Marketing has hit Ludicrous Speed

July 23rd, 2015

Topics: Marketing / Sales Social

Please do forgive the Space Balls reference and nod to Elon’s Musk’s recent announcement about the speed of his new Model S, but the very nature of marketing truly has accelerated. What many companies have not fully grasped, however, is the time, talent and training necessary for marketing to succeed at the new speed of business.
The one thing I’ve loved most about my career path has always been marketing’s rate of change. Just when you’ve mastered a new technique that targets and delivers value to your audience – a brand new platform, technology or strategy blossoms and must be learned and accessed for possible business leverage and relevance. According to Scott Brinker, author of the Chief Marketing Technologist Blog: “The nature of marketing has exploded from an ancillary communications function to the Grand Central Station of customer experience.” I couldn’t agree more, (though I never saw it as ancillary to the essential business operations in the first place.) But the last 3 years have taken us to a new and exhilarating breakneck speed.
Some people believe that the combination of factors below have killed the corporate website (and this controversial article advises web designers to now become “customer experience designers” instead.) I agree, and believe many of the same forces aid in this marketing explosion:

  • A mature internet: best practices, shopping carts, forms and functionality have become standard.
  • Powerful, simple website builders that deliver highly usable, customizable and affordable sites, (dare I call websites a commodity now? Yes I do.) Add to that the fact that many SMB and non-profits use Facebook as their primary website today and you begin to see the digital marketing shift.
  • Outbound is Out, Inbound is In: I (do not)  love how my industry just adores putting funky titles on simple concepts just so anyone outside the field can turn their head, quizzically. The simple fact is, customer behavior has shifted – most people are only receptive to content that finds them in the right context, at the right time and on the right device. No longer are outbound techniques (traditional marketing – TV, print, broadcast) cutting through the noise or reaching their intended audiences as effectively or efficiently as they once did. Inbound marketing seeks to deliver on the promise of bringing customers in (through content, influence and engagement) rather than marketers having to go out and find customers.
  • Digital: the fact that this year our center is looking at the digital business model transformation taking place in multiple industries underscores the fact that digital technology has fueled the marketing explosion. New applications of digital technology are changing the way business operate and marketing is not immune.
  • Digital continued: “Social media marketing,” which has become exactly what I predicted it would be in 2011 when we dug into the topic; that is –  simply another powerful channel in the overall marketing mix. But the growth is astounding. You know these stats but I have to record them today so I can look back in 6 months and chuckle: Twitter with 284 million monthly actives, Instagram with 300 million and of course, Facebook with 1.35 BILLION! Top those facts off with PewReaserch‘s findings that 74% of online adults use social networks regularly and it’s imperative for marketing to excel in these spaces.
  • More digital: Just as powerfully as social, mobile too has fueled this explosion and completely changed the digital marketing landscape. We heard rumors for years that “mobile would forever change our lives as we know them” – and when the iPhone arrived, it finally did.

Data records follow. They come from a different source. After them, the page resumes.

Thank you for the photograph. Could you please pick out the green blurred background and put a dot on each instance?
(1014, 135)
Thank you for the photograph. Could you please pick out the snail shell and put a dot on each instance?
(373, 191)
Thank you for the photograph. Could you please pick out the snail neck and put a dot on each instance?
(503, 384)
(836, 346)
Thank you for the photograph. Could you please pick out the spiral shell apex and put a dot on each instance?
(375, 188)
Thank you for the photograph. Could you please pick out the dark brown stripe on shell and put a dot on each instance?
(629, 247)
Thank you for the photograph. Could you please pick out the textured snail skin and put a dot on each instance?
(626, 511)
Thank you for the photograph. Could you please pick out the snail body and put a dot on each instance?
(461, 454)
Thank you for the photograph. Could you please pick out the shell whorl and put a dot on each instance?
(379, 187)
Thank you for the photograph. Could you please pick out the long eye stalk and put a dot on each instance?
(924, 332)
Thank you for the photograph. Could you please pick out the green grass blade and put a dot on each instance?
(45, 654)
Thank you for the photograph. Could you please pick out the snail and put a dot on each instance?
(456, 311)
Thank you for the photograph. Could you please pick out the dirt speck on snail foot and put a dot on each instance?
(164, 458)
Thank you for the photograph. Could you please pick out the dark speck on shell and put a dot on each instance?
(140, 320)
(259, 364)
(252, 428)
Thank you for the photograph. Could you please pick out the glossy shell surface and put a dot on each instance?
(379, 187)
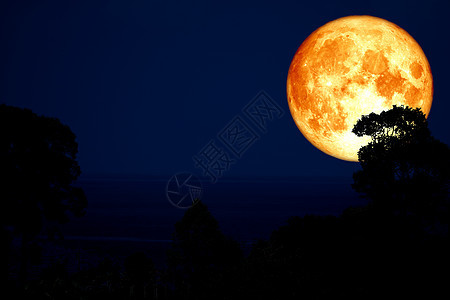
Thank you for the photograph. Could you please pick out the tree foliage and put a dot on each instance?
(404, 169)
(38, 166)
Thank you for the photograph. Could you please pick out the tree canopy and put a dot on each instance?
(38, 166)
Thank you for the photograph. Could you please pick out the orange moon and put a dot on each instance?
(351, 67)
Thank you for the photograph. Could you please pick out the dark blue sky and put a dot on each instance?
(146, 84)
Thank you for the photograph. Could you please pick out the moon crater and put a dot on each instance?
(351, 67)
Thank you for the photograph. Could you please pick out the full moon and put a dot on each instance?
(351, 67)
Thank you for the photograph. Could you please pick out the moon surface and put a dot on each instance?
(351, 67)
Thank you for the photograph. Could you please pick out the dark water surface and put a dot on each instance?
(133, 214)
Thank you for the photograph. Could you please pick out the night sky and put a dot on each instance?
(145, 85)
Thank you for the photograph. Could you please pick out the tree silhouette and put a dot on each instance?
(404, 169)
(202, 262)
(38, 166)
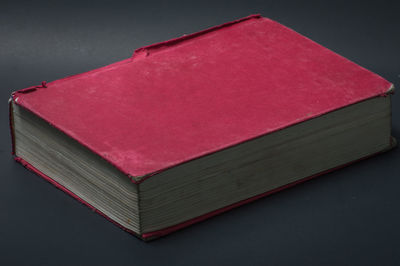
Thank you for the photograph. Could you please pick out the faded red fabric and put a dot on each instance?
(175, 101)
(181, 99)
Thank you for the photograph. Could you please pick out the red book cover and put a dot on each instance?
(188, 97)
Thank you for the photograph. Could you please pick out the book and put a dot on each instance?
(192, 127)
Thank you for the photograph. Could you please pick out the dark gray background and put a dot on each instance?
(349, 217)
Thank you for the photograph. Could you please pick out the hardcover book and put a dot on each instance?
(191, 127)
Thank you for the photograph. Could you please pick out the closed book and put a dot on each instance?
(191, 127)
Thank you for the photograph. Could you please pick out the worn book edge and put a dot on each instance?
(159, 233)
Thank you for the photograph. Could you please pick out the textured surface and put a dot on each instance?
(349, 217)
(178, 100)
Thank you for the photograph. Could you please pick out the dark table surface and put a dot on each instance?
(348, 217)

With all this digital, how can the study below find that 30% of companies either don’t know where their digital activities live or they are kept separate from their organization’s marketing activities? I have to wonder, where will those 30% be in two years?
Digital Marketing and the Enterprise
Source: Econsultancy Digital Trends 2015, in association with Adobe
So what’s next for us marketers (okay, besides native advertising, personalization, automation and wearables?) Virtual reality eruption possibly or new frontiers in gesture-based computing? Please, share your predictions in the comment field below! (And check out some predictions and actuals from last year in the chart.)
Personally, I think the value and vast applications of video are yet to be fully realized and I predict that traditional marketing departments will shift to include an increased amount of contract work, wherein companies hire platform/strategy experts on project-based needs. Time will tell!